This is something I wrote cause I’m going through a heartbreak lol. Hope you enjoy!
Is this how it feels to drown or is this how it feels to be in love?
The difference between the two is minimal. My lungs are filled with water. They heave and contract in a desperate attempt to push out the current. My mind tells my lungs it's okay. You don't have to try to keep the waves out. For they will throw me against the rocks if drowning doesn't kill me.
I've never wanted to be painted but now I imagine myself crafted out of oil paints in rich shades of despair. Each stroke of a brush caresses the canvas in movements of grief, each one slower than the last. And what do I look like to the painter's eyes?
Surely they cannot paint me with clothes on. I'm to be laid bare, so that the observer can feel the breeze potruding out of the hole in my chest. My ribcage aches for the organ it has lost. My heart has long since been neglected. Left on my bedroom floor the day you reached through my phone and clawed it out of me.
And how am I supposed to love again when I do not know how to make my heart beat once more? What if i put it back in my chest wrong? What if my lungs reject it? For the heart is the reason for my drowning. Can I die without my heart in my chest? Or will I just be forever unfeeling? Which is worse?
And what am I to do with this unbeating thing that was once a piece of me?
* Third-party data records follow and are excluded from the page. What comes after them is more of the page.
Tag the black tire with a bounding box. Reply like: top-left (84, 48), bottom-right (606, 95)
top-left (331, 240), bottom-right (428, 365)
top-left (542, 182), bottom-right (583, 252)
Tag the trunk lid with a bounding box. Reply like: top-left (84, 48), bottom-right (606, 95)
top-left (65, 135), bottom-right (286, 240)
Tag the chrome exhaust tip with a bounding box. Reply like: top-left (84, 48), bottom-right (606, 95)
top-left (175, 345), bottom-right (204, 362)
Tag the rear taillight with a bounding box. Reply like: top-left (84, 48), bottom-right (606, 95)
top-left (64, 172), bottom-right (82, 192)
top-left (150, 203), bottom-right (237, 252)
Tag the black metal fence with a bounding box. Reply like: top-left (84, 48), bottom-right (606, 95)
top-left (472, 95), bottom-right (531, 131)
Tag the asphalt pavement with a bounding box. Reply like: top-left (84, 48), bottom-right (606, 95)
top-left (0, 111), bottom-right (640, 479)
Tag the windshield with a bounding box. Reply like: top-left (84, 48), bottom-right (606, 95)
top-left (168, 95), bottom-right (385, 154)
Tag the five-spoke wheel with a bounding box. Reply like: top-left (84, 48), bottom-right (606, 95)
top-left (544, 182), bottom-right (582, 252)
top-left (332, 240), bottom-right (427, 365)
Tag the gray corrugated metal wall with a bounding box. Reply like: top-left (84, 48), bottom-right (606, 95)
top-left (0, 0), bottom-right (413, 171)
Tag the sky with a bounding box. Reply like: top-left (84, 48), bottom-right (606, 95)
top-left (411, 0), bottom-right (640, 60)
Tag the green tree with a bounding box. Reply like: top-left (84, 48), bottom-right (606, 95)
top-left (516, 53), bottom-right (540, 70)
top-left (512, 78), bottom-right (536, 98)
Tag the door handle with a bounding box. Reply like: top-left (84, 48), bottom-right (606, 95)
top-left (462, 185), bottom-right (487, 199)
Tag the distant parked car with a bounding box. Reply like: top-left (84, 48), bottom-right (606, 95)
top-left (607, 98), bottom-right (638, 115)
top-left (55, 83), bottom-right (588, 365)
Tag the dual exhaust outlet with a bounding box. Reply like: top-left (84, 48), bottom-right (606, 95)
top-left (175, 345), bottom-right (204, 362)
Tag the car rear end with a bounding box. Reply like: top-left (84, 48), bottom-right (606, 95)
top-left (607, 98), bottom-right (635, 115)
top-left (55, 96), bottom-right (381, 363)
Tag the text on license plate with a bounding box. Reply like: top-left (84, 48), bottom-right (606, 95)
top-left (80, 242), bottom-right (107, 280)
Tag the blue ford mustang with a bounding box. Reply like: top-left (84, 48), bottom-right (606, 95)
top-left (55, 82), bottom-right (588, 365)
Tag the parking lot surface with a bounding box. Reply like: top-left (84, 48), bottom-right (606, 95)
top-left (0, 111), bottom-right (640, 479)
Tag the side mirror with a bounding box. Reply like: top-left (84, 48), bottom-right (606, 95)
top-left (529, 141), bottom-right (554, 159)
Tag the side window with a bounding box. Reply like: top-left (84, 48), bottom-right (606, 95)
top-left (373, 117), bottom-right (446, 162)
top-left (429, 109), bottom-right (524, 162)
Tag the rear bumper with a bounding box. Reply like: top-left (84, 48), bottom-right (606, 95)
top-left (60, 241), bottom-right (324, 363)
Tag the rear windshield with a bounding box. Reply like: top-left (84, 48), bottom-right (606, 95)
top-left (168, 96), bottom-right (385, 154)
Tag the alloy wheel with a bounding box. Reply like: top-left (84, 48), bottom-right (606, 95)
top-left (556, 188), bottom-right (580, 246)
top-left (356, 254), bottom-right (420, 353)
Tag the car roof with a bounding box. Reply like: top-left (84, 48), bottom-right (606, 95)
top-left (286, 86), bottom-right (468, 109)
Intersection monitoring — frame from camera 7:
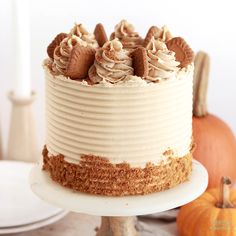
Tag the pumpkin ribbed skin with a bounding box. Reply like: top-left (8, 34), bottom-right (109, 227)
top-left (193, 114), bottom-right (236, 188)
top-left (177, 188), bottom-right (236, 236)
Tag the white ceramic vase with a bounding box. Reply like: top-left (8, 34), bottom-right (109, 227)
top-left (7, 92), bottom-right (39, 162)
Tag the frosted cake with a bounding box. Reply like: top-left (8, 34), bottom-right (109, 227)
top-left (43, 20), bottom-right (194, 196)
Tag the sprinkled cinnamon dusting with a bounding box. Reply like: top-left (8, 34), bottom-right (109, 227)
top-left (43, 147), bottom-right (192, 196)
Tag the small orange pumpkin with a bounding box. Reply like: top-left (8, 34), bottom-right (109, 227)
top-left (193, 52), bottom-right (236, 188)
top-left (177, 177), bottom-right (236, 236)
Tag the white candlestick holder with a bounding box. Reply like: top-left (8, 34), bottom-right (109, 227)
top-left (7, 92), bottom-right (39, 162)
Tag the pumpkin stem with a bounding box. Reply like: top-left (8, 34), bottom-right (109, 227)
top-left (193, 51), bottom-right (210, 117)
top-left (216, 176), bottom-right (234, 208)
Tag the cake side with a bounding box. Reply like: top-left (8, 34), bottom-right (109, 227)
top-left (46, 63), bottom-right (192, 167)
top-left (43, 147), bottom-right (192, 196)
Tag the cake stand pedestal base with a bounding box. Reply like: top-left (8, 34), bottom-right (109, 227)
top-left (96, 216), bottom-right (139, 236)
top-left (30, 160), bottom-right (208, 236)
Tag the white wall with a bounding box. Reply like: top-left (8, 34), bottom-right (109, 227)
top-left (0, 0), bottom-right (236, 157)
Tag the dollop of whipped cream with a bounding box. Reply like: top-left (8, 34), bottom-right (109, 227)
top-left (52, 35), bottom-right (88, 76)
top-left (88, 39), bottom-right (134, 84)
top-left (70, 24), bottom-right (99, 48)
top-left (145, 37), bottom-right (180, 82)
top-left (112, 20), bottom-right (143, 50)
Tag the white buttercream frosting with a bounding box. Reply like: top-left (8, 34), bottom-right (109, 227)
top-left (45, 60), bottom-right (193, 167)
For when i prod cautiously at it with my finger I feel no twinge, nothing. Maybe it's best to leave it on the carpet. Let dust build it's home on top of it.
My brain however, seems to be fully in tact. It's laughing at the still thing in the corner of my room. Like an arrogant sibling telling it 'I told you so.' My heart weeps without beating and sometimes when I wake in the darkness, I hear its cries.
Maybe it just feels left out. After all, my other organs are where they should be. Maybe it feels lonley. For my heart misses its equal. It misses the red twin that remains beating within his ribcage now.
The lifeless heart lays collecting dust, and yearning for its partner. Every step he takes that is further away from me, my heart sinks deeper into my carpet. I'm afraid I will have to dig a hole for it so that my floor won't be completely destroyed. Maybe a small grave would do. Because maybe the further away my heart is from me, the better. For my heart is what is making me drown.